Centralized Log Management in AWS: A Primer

The many benefits of centralized logging in AWS and the challenges to overcome
12.09.2023
Tags

What do an e-commerce website, a practice management system, an accounting service, and an infrastructure monitoring platform have in common? Logs. Billions of logs. What happens when you migrate their workloads to cloud providers such as AWS? You add operational log data from the cloud services and infrastructure you use, plus log trails from events within your cloud accounts. In short, trillions of logs, with much greater diversity in purpose and stakeholders. Whatever log management solution you had, it must keep up with the new requirements. Or be replaced by something that can.

This article sets the stage for a blog series on implementing modern log management solutions when entering the AWS cloud. Now replace modern with centralized. How is “centralizing” a modern thing to do in the distributed cloud era? What business advantages can it offer? What are the technical and operational challenges? Which ones are specific to AWS? Let’s get to it.

The Case for Centralized Log Management

Picture this scenario. A business is powered by a network of intertwined applications and services running on a data center. Several teams are responsible for the smooth operation of their segment of the IT landscape - e.g., product teams own microservices running on kubernetes clusters, DBA teams maintain databases deployed on bare-metal servers, and platform teams operate the underlying infrastructure. Each software system generates logs with different formats, granularity, and target users.

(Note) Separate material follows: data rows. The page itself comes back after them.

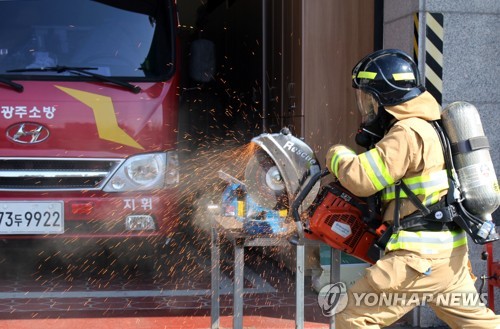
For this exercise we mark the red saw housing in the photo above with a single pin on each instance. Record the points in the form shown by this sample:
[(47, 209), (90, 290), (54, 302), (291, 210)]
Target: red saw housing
[(345, 222)]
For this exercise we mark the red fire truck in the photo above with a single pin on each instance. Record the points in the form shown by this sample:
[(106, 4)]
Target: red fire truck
[(88, 119)]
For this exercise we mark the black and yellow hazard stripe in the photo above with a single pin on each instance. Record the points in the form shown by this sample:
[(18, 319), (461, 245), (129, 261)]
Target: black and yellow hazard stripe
[(415, 37), (434, 33)]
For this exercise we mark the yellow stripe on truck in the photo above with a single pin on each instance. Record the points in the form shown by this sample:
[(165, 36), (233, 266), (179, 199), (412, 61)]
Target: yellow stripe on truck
[(104, 115)]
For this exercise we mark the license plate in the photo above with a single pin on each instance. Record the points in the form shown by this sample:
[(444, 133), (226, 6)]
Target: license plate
[(32, 217)]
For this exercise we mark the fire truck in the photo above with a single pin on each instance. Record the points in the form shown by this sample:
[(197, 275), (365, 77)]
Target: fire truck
[(88, 119)]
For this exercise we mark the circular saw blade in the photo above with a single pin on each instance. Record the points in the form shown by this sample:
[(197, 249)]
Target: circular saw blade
[(264, 182)]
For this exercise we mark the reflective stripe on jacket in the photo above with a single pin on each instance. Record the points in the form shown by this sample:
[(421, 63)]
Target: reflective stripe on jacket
[(426, 242)]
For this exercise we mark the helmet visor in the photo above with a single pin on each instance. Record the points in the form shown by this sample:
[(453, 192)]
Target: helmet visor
[(367, 105)]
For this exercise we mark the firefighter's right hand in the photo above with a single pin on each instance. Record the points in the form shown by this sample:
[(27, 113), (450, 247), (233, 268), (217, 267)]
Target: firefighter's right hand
[(334, 156)]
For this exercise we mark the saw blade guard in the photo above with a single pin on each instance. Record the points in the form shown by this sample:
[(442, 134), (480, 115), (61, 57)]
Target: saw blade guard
[(280, 169)]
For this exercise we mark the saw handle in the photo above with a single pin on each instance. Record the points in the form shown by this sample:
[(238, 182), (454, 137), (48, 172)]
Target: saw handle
[(297, 202)]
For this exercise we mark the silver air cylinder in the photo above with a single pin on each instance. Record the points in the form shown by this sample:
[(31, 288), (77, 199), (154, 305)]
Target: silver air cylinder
[(472, 159)]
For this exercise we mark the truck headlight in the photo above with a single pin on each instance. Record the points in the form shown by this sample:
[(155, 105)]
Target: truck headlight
[(145, 172)]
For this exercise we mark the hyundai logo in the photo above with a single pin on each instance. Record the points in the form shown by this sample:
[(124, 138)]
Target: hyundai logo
[(27, 133)]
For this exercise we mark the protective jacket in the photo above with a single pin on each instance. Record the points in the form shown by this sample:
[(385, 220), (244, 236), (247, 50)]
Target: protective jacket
[(409, 151)]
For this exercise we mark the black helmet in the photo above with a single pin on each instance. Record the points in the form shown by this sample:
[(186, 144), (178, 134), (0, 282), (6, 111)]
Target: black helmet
[(390, 75)]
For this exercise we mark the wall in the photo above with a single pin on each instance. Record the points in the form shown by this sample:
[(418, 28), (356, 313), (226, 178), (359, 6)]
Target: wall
[(471, 52), (336, 34)]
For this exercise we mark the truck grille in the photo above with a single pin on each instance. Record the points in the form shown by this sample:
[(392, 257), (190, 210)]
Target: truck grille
[(49, 174)]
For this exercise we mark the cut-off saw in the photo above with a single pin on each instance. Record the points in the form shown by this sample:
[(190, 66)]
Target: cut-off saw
[(284, 174)]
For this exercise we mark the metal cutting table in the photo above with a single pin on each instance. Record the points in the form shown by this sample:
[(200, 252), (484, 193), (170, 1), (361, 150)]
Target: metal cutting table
[(233, 233)]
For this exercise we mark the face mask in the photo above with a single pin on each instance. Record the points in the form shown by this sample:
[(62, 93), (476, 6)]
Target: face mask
[(367, 106), (370, 133)]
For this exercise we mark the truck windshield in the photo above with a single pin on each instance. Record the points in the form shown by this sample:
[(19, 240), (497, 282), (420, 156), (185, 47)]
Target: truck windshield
[(133, 39)]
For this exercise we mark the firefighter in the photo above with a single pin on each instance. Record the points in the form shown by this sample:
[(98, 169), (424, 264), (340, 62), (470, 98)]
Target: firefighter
[(429, 259)]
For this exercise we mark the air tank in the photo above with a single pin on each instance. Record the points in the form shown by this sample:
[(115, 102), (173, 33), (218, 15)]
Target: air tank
[(471, 157)]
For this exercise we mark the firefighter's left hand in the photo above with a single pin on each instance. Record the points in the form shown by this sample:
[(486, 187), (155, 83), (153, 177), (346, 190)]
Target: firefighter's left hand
[(329, 155)]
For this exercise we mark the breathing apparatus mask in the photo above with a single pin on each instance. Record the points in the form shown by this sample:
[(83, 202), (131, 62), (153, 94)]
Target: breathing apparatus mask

Adopting a decentralized log management approach is - to put it bluntly - inefficient and frustrating. If logs are scattered across multiple systems and analyzed differently depending on their type, it really doesn’t matter how detailed or informative they are. When issues arise, teams squander hours to piece together a coherent picture of what’s going on, manually collecting and correlating logs across sources upstream and downstream. Meanwhile, you’re not selling your products, enraging account holders by denying them access to your online bank services, not letting truck drivers leave your warehouses, not stopping GDPR fines from skyrocketing due to non-compliance, and so on. In a nutshell, you’re burning money, losing reputation, and undermining engineer morale and performance.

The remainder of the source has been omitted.